JETZT, das war das große Thema der Philosophie zwischen 1890 und 1930. Die Abkehr vom Historismus nicht nur der Geschichte und Kultur, sondern auch der Politik. JETZT,  das war bei keinem der wichtigeren Denker ein Punkt in der Gegenwart, sondern die Umkehrung des Fokus der Geschichte auf eine Zeit, die im besten Fall schon die Zukunft in sich trägt (Ernst Bloch z.B., teilweise Walter Benjamin…). Die andern lass ich jetzt einmal weg. Gegenwartsdiagnose zur Gegenwartspolitik zu formen, das wäre eine programmatische Aufgabe, der man einiges unterordnen müsste, und vor allem die unbegrenzte Beliebigkeit der individuellen Freizügigkeit mit der Befreiung der Gesellschaft von deren Folgen zu verbinden.

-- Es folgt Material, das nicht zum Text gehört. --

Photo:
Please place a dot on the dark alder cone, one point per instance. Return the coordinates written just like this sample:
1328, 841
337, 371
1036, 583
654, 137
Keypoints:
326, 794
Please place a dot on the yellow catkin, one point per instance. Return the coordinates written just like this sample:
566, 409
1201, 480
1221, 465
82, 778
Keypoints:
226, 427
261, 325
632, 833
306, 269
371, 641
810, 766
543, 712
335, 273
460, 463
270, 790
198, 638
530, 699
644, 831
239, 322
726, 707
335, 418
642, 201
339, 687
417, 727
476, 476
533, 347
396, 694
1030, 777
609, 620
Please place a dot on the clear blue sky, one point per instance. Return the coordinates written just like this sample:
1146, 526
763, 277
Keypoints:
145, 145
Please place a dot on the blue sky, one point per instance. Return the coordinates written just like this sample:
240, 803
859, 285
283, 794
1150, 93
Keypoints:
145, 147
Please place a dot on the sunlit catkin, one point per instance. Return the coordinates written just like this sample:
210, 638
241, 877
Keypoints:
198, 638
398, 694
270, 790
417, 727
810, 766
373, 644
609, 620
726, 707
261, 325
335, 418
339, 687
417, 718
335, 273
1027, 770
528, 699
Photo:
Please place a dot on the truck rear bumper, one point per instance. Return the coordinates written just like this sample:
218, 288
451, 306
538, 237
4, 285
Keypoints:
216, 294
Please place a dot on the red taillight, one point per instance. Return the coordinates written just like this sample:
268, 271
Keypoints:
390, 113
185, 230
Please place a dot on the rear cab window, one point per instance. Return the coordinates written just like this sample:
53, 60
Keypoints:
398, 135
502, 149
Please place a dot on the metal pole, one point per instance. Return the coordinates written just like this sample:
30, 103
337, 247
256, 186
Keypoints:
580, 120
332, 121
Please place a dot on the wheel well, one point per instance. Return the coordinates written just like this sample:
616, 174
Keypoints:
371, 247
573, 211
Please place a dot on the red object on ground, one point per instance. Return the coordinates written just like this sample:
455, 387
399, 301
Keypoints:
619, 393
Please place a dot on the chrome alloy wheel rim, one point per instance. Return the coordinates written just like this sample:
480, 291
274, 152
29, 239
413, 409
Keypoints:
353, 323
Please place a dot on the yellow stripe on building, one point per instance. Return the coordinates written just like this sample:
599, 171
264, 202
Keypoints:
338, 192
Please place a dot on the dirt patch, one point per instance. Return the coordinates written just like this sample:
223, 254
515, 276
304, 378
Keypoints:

(Ich behaupte, parteilich, altmodisch, dass in der Programmdiskussion der Grünen noch am Meisten davon enthalten, aber auch noch zu wenig, bei Habeck und Baerbock noch mehr als vielerorts an der Basis, aber das reicht auch nicht. Ich bestehe auf dem „Quia absurdum“ . (In der Theologie hieß das, verbunden mit dem Credo, dass man glauben soll, kann, muss, was unvernünftig ist). Ohne Glauben, nur denkend und handeln heißt das, dass wir die kleine Chance nutzen müssen, uns zum Überleben zu zwingen – politisch und praktisch,  in der Lebenswelt und im System.

Kleiner Hoffnungsschimmer: dann legen unsere Enkel vielleicht doch ein Stiefmütterchen aufs Grab der jetzigen Bundesregierung.